Sunday, January 27, 2008

Tales of Rebirth, Part I

Sweet and sunny today and I finally cleared the back porch of a stack of holiday stuff, carried it all up to the garage -- my studio-in-progress, meanwhile still our storage unit -- and found my old bentwood rocker in the process. A favorite chair. I bought it 20 years ago at Pier I, my friend Renda and I loading it into the back seat of her Mustang convertible and driving it to whatever home I was living in at the time. (Was it the Burbank apartment? Yes, I think it was.)

Last night I woke up in the wee hours and lay awake pondering the idea of sound waves and light waves and vibration -- the universal throb and hum. I've felt it a lot lately, that hum.

In my last post I wrote of having been reborn at least three times in this life. One of those times was in a mountain forest near Mount of the Holy Cross in the Colorado Rockies. This was even longer ago than that Burbank apartment, when I lived in Boulder.

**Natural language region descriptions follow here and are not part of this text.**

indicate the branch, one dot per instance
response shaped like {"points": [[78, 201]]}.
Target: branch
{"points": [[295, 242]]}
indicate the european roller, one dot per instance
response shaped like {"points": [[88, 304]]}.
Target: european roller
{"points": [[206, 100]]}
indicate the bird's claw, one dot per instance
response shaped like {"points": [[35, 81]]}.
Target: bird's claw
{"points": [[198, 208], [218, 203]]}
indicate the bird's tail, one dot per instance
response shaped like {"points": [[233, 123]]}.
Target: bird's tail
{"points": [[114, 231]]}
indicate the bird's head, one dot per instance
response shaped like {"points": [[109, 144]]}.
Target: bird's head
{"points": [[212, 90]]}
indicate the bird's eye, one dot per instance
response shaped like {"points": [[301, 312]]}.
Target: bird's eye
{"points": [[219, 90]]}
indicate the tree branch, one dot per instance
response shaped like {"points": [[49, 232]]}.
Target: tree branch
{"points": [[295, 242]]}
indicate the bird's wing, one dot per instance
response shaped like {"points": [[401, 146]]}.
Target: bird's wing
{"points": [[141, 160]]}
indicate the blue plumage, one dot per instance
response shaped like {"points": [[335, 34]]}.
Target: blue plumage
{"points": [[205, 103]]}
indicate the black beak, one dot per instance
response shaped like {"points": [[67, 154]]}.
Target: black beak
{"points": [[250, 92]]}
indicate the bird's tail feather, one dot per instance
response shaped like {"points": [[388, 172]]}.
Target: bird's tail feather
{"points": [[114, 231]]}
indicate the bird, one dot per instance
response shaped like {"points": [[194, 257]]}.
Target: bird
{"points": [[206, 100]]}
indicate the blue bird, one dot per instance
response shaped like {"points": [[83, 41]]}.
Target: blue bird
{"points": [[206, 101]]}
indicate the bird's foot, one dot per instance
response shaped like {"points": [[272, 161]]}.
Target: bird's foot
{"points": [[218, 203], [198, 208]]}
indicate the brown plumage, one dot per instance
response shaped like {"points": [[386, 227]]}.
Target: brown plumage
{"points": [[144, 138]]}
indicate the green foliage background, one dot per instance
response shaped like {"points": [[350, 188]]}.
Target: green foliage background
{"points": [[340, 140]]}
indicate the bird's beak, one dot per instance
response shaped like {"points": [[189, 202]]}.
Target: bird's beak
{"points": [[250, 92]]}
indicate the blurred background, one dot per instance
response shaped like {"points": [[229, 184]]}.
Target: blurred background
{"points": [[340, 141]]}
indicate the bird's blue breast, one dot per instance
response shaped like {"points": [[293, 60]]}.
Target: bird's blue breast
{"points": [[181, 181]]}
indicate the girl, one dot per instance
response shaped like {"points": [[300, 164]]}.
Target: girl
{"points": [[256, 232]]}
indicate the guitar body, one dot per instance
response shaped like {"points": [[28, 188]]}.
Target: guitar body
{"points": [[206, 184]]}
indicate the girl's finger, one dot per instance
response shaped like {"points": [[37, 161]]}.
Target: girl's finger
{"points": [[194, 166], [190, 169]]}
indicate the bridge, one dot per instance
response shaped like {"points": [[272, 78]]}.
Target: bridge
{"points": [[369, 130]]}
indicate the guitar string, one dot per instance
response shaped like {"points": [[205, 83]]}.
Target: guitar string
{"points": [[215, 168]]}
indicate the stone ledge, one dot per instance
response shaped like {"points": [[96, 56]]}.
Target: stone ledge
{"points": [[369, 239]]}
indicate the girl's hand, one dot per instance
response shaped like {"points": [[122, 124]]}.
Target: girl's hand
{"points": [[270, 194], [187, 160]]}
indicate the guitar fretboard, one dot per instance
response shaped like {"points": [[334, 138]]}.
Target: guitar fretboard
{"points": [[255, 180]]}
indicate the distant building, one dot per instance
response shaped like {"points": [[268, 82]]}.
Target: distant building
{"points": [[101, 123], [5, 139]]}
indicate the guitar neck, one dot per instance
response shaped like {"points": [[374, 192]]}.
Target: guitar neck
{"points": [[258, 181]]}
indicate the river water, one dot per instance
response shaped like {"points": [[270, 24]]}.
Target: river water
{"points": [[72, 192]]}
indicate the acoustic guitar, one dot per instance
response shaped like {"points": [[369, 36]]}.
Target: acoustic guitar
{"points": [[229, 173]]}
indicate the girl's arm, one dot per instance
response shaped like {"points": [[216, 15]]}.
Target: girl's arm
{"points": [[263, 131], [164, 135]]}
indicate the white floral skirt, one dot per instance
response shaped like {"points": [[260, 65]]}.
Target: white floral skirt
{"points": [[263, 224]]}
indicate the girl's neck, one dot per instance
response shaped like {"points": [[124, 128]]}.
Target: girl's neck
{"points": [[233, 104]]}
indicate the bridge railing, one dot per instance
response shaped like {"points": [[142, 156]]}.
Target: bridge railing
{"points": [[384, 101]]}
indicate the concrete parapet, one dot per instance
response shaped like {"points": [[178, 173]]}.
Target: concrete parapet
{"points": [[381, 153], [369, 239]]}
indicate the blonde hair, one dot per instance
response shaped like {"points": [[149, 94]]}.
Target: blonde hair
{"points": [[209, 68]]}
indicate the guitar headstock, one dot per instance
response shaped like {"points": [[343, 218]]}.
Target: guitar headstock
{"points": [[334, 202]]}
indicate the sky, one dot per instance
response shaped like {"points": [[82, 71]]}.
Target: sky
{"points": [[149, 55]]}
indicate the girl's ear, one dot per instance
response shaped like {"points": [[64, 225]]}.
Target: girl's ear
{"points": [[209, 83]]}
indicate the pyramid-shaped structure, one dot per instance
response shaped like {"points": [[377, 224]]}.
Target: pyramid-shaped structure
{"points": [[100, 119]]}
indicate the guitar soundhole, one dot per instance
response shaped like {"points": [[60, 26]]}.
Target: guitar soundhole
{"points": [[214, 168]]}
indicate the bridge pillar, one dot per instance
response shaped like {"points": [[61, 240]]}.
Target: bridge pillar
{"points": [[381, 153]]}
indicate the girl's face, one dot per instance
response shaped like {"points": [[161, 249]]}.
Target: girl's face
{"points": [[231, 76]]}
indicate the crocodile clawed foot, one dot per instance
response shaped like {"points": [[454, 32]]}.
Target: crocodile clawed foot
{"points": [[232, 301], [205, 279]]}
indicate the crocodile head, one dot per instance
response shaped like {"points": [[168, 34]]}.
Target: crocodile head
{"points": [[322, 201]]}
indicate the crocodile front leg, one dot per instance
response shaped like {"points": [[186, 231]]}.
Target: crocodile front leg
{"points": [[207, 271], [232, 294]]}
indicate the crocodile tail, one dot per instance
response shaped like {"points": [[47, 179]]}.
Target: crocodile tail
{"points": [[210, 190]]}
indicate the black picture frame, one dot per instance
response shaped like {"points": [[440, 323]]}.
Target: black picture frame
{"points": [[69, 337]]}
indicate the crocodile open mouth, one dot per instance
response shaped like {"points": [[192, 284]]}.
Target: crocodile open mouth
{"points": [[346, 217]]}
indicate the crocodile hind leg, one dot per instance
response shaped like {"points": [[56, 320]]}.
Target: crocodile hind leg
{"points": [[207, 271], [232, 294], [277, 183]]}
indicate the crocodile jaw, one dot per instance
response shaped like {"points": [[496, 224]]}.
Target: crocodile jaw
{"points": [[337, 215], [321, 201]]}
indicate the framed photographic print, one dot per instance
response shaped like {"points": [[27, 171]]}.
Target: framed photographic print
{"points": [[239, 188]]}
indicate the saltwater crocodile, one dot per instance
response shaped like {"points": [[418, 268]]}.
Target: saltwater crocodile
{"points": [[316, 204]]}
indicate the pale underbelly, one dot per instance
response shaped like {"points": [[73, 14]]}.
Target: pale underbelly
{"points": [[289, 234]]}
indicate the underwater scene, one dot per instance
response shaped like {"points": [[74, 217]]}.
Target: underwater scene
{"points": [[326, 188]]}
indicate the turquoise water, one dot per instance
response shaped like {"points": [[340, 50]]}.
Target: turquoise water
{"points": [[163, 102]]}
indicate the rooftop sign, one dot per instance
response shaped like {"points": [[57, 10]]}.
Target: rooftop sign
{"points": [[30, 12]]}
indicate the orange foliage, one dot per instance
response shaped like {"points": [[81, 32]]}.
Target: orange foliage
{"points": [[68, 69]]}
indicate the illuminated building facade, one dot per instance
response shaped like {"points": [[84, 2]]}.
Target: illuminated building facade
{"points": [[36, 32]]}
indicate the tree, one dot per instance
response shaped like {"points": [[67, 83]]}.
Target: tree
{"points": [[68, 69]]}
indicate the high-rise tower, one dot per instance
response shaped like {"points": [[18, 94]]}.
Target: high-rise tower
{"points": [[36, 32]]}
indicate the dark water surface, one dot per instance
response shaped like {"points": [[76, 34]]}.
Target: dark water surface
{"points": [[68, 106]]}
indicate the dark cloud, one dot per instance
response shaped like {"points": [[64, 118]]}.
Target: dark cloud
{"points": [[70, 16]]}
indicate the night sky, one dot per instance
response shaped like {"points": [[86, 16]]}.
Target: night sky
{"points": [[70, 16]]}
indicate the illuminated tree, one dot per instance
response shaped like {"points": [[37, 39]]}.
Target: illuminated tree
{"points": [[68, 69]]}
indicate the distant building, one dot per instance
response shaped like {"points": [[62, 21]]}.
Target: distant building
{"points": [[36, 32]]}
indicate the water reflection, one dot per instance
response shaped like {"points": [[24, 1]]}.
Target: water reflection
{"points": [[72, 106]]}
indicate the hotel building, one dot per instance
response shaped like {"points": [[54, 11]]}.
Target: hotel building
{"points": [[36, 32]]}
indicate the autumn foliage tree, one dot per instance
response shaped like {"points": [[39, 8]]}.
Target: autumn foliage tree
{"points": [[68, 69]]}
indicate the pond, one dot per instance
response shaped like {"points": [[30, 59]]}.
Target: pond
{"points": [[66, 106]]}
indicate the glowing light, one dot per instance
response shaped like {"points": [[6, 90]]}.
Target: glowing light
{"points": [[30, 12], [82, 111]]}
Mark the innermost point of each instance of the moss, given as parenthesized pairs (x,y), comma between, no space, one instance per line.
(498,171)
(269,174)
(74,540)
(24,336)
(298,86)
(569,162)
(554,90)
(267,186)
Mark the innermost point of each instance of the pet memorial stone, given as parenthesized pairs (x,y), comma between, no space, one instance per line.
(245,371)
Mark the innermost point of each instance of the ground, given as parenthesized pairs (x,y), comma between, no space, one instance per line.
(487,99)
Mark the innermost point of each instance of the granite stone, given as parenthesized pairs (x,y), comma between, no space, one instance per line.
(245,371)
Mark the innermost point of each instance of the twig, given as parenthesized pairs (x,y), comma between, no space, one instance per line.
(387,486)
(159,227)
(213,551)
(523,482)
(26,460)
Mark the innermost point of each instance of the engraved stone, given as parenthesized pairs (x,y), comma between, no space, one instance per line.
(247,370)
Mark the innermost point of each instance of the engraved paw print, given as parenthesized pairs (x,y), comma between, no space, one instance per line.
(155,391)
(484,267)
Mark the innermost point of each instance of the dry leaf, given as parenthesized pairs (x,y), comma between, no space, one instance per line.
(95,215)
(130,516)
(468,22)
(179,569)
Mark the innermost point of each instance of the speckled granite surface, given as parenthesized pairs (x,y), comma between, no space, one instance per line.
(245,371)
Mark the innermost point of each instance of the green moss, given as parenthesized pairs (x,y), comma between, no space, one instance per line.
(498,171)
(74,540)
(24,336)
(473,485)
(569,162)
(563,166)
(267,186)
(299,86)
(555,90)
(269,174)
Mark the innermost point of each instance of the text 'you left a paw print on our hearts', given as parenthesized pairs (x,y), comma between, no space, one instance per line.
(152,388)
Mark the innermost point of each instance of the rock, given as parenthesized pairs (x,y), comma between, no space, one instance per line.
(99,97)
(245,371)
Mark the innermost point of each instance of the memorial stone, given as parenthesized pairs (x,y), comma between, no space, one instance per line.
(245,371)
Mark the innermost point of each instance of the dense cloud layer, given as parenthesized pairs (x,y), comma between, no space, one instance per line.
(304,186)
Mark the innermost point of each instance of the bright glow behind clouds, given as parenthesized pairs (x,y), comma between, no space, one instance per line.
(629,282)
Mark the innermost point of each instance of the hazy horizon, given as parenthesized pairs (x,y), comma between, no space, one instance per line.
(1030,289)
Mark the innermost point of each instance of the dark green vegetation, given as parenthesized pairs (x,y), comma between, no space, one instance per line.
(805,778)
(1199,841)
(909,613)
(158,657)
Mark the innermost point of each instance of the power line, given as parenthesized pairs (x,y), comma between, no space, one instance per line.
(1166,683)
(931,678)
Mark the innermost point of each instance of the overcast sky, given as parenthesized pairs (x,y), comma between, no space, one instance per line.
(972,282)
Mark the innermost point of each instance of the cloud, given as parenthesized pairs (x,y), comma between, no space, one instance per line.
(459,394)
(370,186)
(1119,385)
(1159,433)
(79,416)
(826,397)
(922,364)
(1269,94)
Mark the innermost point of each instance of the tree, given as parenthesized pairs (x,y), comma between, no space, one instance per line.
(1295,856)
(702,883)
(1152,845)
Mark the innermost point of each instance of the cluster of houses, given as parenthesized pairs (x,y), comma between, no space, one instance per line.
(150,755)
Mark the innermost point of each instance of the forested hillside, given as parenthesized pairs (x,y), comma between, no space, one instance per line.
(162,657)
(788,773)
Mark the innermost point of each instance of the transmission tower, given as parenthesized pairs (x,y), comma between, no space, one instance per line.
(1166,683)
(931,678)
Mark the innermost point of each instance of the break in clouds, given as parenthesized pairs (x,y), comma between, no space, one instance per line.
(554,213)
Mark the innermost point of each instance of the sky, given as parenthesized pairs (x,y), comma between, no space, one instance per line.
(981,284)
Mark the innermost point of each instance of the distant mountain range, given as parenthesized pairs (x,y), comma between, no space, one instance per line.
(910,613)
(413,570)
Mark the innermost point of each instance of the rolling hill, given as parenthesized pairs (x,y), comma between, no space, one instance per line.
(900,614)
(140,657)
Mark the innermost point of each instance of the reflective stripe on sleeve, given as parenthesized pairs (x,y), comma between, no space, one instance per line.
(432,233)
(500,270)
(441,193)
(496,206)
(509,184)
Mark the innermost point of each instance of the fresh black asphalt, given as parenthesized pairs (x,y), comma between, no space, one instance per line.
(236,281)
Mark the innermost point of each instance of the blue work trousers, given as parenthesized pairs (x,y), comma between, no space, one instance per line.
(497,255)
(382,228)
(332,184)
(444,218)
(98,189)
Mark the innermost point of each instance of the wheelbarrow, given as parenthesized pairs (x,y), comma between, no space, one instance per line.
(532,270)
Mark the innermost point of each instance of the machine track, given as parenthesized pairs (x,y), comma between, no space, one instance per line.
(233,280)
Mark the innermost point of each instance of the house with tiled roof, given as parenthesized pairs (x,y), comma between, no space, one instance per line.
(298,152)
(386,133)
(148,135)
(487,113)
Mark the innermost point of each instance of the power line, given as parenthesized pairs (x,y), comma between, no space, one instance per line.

I'd been camping with a group of friends, and had wandered off in search of a more humble trek while they took on the Mount. I remember feeling a bit lost. I ended up deep in that forest, surrounded by towering trees with lichen- and moss-covered trunks, the ground beneath my feet a mattress of leaf mold and humus. And I heard it: that hum, that universal vibration that is everywhere present, but only audible -- sensible? -- when the drone of civilization is far, far away.

I went to a tree and leaned into it, wrapped my arms around it and felt something enter me, felt myself engulfed in the essence of that tree, that forest, that community. It was a life-altering moment. It is with me still.

That was rebirth number two... number one had happened seven years prior to that, number three seven years after. (Do you detect a pattern?)

I worry too much about how to be more of this and less of that, more compassionate, for example, less harsh with myself and others. More mindful. Less distracted. But in that forest, it wasn't mindfulness I experienced. It was something outside of mind, outside of my petty yearnings for truth and meaning. What I felt was the fullness of being alive. And if those are the moments I recall when I wake in the middle of the night, I know I'll be okay in this life. And probably even in the next.

1 comment:

  1. Peggy,

    I've really enjoyed reading your thoughtful, thought-provoking posts. Beth gave me your blog daughter and I are signing up for one of your classes at Patchwork. Keep up the fabulous work!